Let’s say you want to take web logs from a webpage and use this data to group users together based on similar usage on your webpage. By doing this you can then serve content to users that people similiar to them also enjoy - hopefully improving their experience on your website.

Over time though, peoples use of your website might change or your website itself may even be updated cause changes in behaviour. Therefore it is important to ensure your clustering model is being updated so you continue to accurately group your users together.

One way you can do this with K-Means is to use the Spark Streaming K-Means library.
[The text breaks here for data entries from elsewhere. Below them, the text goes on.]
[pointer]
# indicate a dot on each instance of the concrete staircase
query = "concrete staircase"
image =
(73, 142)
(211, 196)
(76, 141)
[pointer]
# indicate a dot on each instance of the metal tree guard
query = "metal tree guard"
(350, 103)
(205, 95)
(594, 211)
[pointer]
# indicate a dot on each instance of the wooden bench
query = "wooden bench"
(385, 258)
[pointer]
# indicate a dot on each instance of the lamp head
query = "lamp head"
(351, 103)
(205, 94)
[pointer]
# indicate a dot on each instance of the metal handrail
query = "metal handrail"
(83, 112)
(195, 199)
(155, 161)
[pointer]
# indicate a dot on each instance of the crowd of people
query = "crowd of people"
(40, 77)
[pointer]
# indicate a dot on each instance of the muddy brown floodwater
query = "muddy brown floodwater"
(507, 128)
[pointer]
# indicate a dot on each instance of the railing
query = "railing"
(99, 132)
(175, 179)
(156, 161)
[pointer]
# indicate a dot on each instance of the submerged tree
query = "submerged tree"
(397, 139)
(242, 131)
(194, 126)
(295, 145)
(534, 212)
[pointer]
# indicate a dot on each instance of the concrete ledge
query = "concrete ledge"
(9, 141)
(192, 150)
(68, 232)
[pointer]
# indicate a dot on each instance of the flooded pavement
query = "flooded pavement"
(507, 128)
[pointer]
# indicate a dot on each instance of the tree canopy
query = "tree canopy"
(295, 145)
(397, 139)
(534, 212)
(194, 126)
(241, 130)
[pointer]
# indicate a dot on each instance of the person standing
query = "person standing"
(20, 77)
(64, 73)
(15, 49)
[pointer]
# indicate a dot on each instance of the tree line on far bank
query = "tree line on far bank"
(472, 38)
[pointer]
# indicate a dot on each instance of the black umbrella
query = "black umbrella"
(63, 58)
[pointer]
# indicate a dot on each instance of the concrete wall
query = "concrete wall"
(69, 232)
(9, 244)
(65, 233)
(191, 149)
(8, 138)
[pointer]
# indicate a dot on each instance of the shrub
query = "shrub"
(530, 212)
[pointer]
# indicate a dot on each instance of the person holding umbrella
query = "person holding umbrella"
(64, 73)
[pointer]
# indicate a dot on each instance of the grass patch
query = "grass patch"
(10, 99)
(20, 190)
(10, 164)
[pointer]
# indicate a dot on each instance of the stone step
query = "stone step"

You get all the benefits of using Spark Streaming along with the capability to train your model and predict events in real time.


//set up a kafka stream so Spark can consume some event data
val messages = KafkaUtils.createDirectStream[String, String, StringDecoder, StringDecoder](ssc, kafkaParams, topicsSet)

//convert messages into vector points
val newEventData = Vectors.dense(messages._2)

//initialise a model - setK defines the number of clusters/groups to find
//setRandomCenters will define how many vector points per row will be used (number of variables)
val model = new StreamingKMeans().setK(3).setDecayFactor(1.0).setRandomCenters(10, 0.0)

//pass in a DStream of Vectors to train the model
model.trainOn(oldAndNewMessages)

//now predict which cluster your latest events belong to
model.predictOn(newEventData)

You can then kick off the streaming application to continuously bring in new new data and retrain the model to ensure that your clustering keeps up to date.

You may find that rebuilding your model everytime is too large of a overhead, especially if the data is large. So you might want to have a batch job that runs overnight to bring in all the historic data and build a new model with historic plus that days events.